Punkt 86 fragt nach „Übereinstimmungen zwischen Evolution und Schöpfungsgeschichte“ und der religiösen Hoffnung „in den Berichten des Alten Testaments … auch Wahrheiten über die Natur zu finden“. In der Tat wird immer wieder versucht, in den Schritten der ersten Schöpfungserzählung Parallelen zur Evolution zu entdecken. Sogar manche Biologen legen diese Übereinstimmungen nahe. Was z. B. für Josef H. Reichholf den Konflikt zwischen Evolution und Schöpfung zu entschärfen scheint und „die Genesis so faszinierend macht, liegt in der so dicht gedrängten Darlegung des Ablaufs … Denn die Abfolge in sechs Hauptschritten trifft im Kern das Geschehen, so wie wir es gegenwärtig aus der naturwissenschaftlichen Forschung heraus verstehen … Ersetzt man die ‚Tage der Schöpfung’ durch Phasen (oder lange Zeiten) der Evolution, kommt in der Grundidee eine recht gute Übereinstimmung zustande“ (120f.).

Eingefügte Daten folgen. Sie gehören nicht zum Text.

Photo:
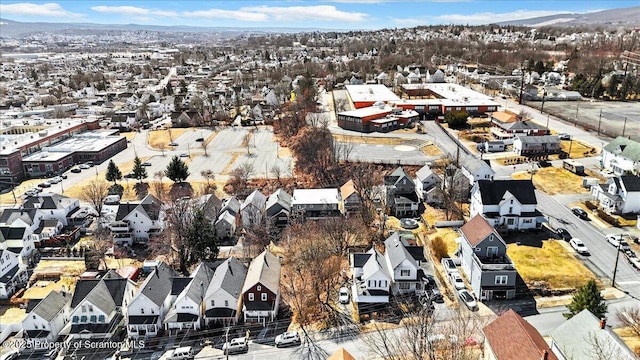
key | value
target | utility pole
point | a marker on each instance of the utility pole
(615, 267)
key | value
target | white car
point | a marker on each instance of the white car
(237, 345)
(343, 295)
(288, 338)
(616, 240)
(579, 246)
(468, 299)
(457, 281)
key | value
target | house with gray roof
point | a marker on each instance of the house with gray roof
(47, 319)
(620, 195)
(278, 208)
(186, 313)
(147, 310)
(261, 289)
(586, 337)
(223, 298)
(621, 156)
(252, 210)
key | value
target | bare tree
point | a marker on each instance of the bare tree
(95, 193)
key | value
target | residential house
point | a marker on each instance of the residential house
(227, 221)
(403, 268)
(620, 195)
(586, 337)
(135, 222)
(261, 290)
(278, 208)
(484, 260)
(371, 281)
(401, 194)
(314, 204)
(252, 209)
(427, 185)
(12, 275)
(146, 312)
(98, 306)
(536, 145)
(507, 204)
(46, 320)
(621, 156)
(508, 329)
(186, 313)
(223, 299)
(350, 198)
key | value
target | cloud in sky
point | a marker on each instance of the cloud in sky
(490, 17)
(303, 13)
(30, 9)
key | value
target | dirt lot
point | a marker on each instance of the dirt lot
(552, 265)
(553, 180)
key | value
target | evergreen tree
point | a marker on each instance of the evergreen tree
(587, 297)
(113, 172)
(177, 170)
(139, 172)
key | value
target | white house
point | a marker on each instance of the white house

An dieser Stelle ist Junker in vollem Maße zuzustimmen, wenn er solche vermeintlichen Übereinstimmungen mit guten Gründen ablehnt (siehe auch meine Reichholf-Besprechung). Aber damit rennt er bei Theologen offene Türen ein. Dass die Wahrheit der Bibel nicht in naturkundlichen Aussagen liegt, ist ein theologischer Allgemeinplatz. Das Faszinierende der Genesis liegt eben nicht in der naturkundlichen Übereinstimmung, sondern auf einer ganz anderen Erkenntnisebene, z. B. in der entmythologisierenden Dimension: Im Vergleich zu den benachbarten Mythen ist die biblische Schöpfung kein Produkt eines ermordeten und zerteilten Gottes (vgl. den babylonischen Schöpfungsmythos Enûma elîsch); der biblische Gott schafft nicht mit der Keule, sondern mit dem Wort. Und sein Schaffen schließt die Eigendynamik der Natur nicht aus: „Das Land lasse junges Grün wachsen“ (Gen1,11). Gott schafft alles; auch die Gestirne, die nun nicht mehr selbst als Götter dargestellt werden, sondern als schlichte Lampen dienen. Die Menschen werden nicht geschaffen, um den Göttern zu dienen; mit der Gottebenbildlichkeit wird ihnen eine einzigartige Würde zuteil, und sie sind zur Gemeinschaft mit Gott bestimmt. Usw., usf.

Die Schöpfungserzählungen jedenfalls wörtlich und historisch zu verstehen ist nicht die Theologie der „großen Kirchen“, sondern ein kreationistischer Grundansatz.

Fazit

Alles in allem können sich „die großen Kirchen“ – auch in den ihnen gewidmeten Abschnitten – nicht wiederfinden. Man kann hier genau das beklagen, was Junker den Evolutionskritikern vorwirft, nämlich eine Reihe von Missverständnissen, „Zerrbildern“ und „beträchtliche Wissenslücken“, obwohl es auch theologisch „eine Reihe ausgezeichneter Bücher“ gibt.